Any suggestion would help.
Thanks!

The answer to these questions can be manifold, of course. The resolution could be limited by the data. However, there are a few things one can try:

  1. You could set the RBFACT parameter to a negative number (for example -500 or -1000) for 2 – 3 refinement cycles. This will boost the high-resolution terms during refinement and may lead to some changes in the alignment parameters because of the increased noise from the high-resolution terms. The parameter changes may get you out of local minima. A negative RBFACT will also lead to over-refinement and an apparent improvement of the FSC curve (see Stewart & Grigorieff, 2004). So it is important to set RBFACT back to zero after finishing the 2 or 3 cycles and perform another 10 cycles or so to reduce over-refinement effects.
  2. You can run Frealign in Mode 2 to check if you can find better alignment parameters for your particles. If the parameters are already good they should not change much (check the parameter shifts file to see changes). If many particles show parameter changes it may mean that your initial parameters were inaccurate or that the particles exhibit heterogeneity. The latter could mean that your resolution is limited by the data.
  3. Although Frealign uses a weighted correlation coefficient for the refinement that should downweight high-resolution terms if your reference structure does not have high-resolution signal, it probably helps to limit the resolution more or less to the resolution of your reference structure (parameter RMAX2). RMAX1 should be kept at 100 or 200 Angstrom to include the strong low-resolution terms in the refinement. These terms help in the alignment.
  4. At 20 – 30 Angstrom resolution it will not make sense to do any CTF or magnification refinement. The refinement probably will not work (not enough signal) and your resolution is not likely to be limited by small defocus or magnification errors.
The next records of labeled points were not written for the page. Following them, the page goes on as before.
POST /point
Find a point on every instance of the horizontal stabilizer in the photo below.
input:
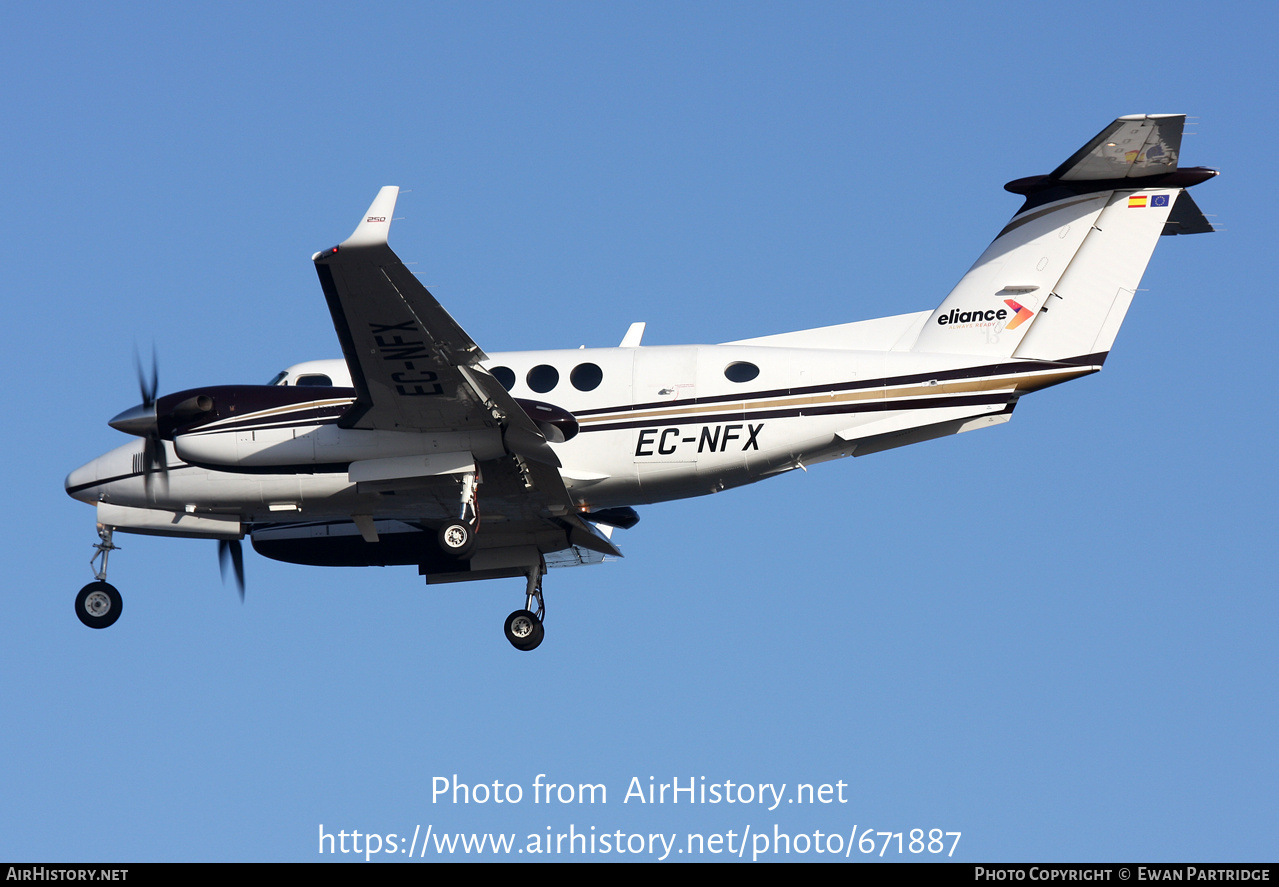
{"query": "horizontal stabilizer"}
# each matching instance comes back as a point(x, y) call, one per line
point(1187, 217)
point(1131, 147)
CTF and magnification refinement should probably not be done until you close to reach 5 Angstrom resolution, and you have chunky particles that produce strong contrast.
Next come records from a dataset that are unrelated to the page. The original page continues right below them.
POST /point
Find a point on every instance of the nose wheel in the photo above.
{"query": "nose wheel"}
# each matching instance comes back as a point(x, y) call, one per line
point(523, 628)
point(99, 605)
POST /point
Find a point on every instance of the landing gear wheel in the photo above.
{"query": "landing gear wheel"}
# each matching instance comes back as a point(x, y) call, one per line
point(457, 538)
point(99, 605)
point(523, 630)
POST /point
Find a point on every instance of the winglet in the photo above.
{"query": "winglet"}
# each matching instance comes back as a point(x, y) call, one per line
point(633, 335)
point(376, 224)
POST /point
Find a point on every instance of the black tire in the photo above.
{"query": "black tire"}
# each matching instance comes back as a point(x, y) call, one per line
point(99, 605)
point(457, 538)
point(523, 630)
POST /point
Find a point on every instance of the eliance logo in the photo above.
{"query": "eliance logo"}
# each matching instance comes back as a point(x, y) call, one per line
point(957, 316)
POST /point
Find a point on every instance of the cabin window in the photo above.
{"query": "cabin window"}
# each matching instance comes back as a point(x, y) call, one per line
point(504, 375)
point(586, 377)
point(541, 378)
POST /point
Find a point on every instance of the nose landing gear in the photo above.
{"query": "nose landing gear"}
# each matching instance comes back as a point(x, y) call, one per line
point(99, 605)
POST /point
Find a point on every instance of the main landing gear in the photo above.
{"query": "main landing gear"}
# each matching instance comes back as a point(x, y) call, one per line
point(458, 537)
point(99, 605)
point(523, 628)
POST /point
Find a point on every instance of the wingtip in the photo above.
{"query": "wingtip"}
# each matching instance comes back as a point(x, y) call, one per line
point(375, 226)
  5. You can try to improve the reconstruction by including only the very best particles. You should play with the threshold parameter THRESH and monitor the FSC curve (just calculate a few reconstructions using different THRESH values, without additional refinement). You might find an optimal number of particles to include.
  6. You can perform multi-reference refinement using the developmental version of Frealign (available from the author upon request) and see if the use of several references will improve the resolution. This might be the case if your particle exhibits heterogeneity. To test this, it might be best to start with only 2 or 3 references and see if the multi-reference refinement yields plausible structures (with differences that you can explain with the biochemistry or function of your particle). Using several references will require more data, of course, as the data set is divided amongst several reconstructions.